Genachowski's keynote address at the CTIA Wireless I.T. & Entertainment conference in San Diego covered much ground that the U.S. Federal Communications Commission has already started to address in a variety of initiatives since he took office in late June. But it articulated Genachowski's aims in the mobile arena, which he called central to the agency's mission.
He placed the need for additional spectrum at the top of his mobile agenda, echoing recent calls from the industry for more frequencies to meet exploding demand for mobile data.
"I believe the biggest threat to the future of mobile in America is the looming spectrum crisis," Genachowski said. Although the FCC has authorized a threefold increase in commercial spectrum in recent years, many observers expect a 30-fold increase in traffic, he said. A shortage of spectrum could hurt consumers and the country, he said.

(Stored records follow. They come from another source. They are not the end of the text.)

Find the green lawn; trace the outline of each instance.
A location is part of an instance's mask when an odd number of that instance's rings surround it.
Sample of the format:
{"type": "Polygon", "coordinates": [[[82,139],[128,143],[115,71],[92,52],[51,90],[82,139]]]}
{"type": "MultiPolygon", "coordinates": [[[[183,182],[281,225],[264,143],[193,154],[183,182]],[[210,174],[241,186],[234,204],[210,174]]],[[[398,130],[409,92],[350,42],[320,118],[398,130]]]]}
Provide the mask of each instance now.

"The less spectrum available for mobile broadband, the more service will cost and the longer it will take to make 4G ubiquitous," Genachowski said.
Also repeating recommendations from the industry, Genachowski said spectrum will have to be reallocated from other uses to mobile broadband. In a letter to the FCC last week, the CTIA asked the agency to make an additional 800 MHz of spectrum available for mobile broadband over the next six years.

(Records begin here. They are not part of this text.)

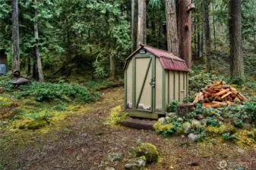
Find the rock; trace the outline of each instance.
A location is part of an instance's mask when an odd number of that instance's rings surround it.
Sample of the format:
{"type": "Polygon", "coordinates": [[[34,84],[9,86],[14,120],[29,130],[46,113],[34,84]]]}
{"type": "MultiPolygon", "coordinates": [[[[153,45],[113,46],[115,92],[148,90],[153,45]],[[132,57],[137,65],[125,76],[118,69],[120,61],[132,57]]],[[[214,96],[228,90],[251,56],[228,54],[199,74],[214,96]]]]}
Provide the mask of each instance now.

Asked about the letter during a press conference following his keynote, Genachowski said his agency is taking input from many entities.
"Exactly how much spectrum we'll need to close the gap, we don't know yet, and that will be part of the ongoing processes that we'll run," Genachowski said.
In addition to reallocating frequencies, the FCC will promote more efficient use of existing spectrum, in terms of both devices and policy, he said. But the challenge of opening up new spectrum remains.
"It takes a long time to find and reallocate spectrum, and there are no easy pickings on the spectrum chart," Genachowski said.
The FCC will also act to break down barriers to 4G deployment, particularly the placement of towers. The agency will soon put forth a proposal to cut through red tape to speed up the process while taking into consideration the concerns of local authorities, Genachowski said.
A third priority is ensuring an open Internet, and a fourth is supporting competition, he said. The chairman said he recognizes that the mobile industry may require a different approach from the wired world in regulating net neutrality and network management, and said the agency will act to ensure greater transparency and participation in the process.
Following Genachowski on the keynote stage, Ralph de la Vega, the head of AT&T's mobile business, laid out statistics about the mobile industry's growth and challenges. Using statistics from his own company, he emphasized the need for mobile operators to be able to manage their networks despite calls for a more freewheeling mobile Internet.
Data usage on AT&T's mobile network has grown 4,932 percent over the past three years, said de la Vega, who is president and CEO of AT&T Mobility and Consumer Markets. The top 3 percent of AT&T's smartphone users -- who make up less than 1 percent of its total postpaid subscriber base -- account for 40 percent of the carrier's smartphone data use, de la Vega said. Those users are consuming 13 times as much data as the average smartphone user.
"If we don't find a way to keep them from crowding out others, we're going to have a very significant issue," de la Vega said. As have other carriers, he argued against imposing further regulation in the pursuit of net neutrality.
Asked later about the problem de la Vega raised, Genachowski acknowledged mobile operators have unique network management issues and said any net neutrality regulations would have to allow for "reasonable" network management practices.
"These are hard challenges. It doesn't obviate the need to have fair rules of the road that preserve the open Internet," Genachowski said.
The CTIA conference continues through Friday.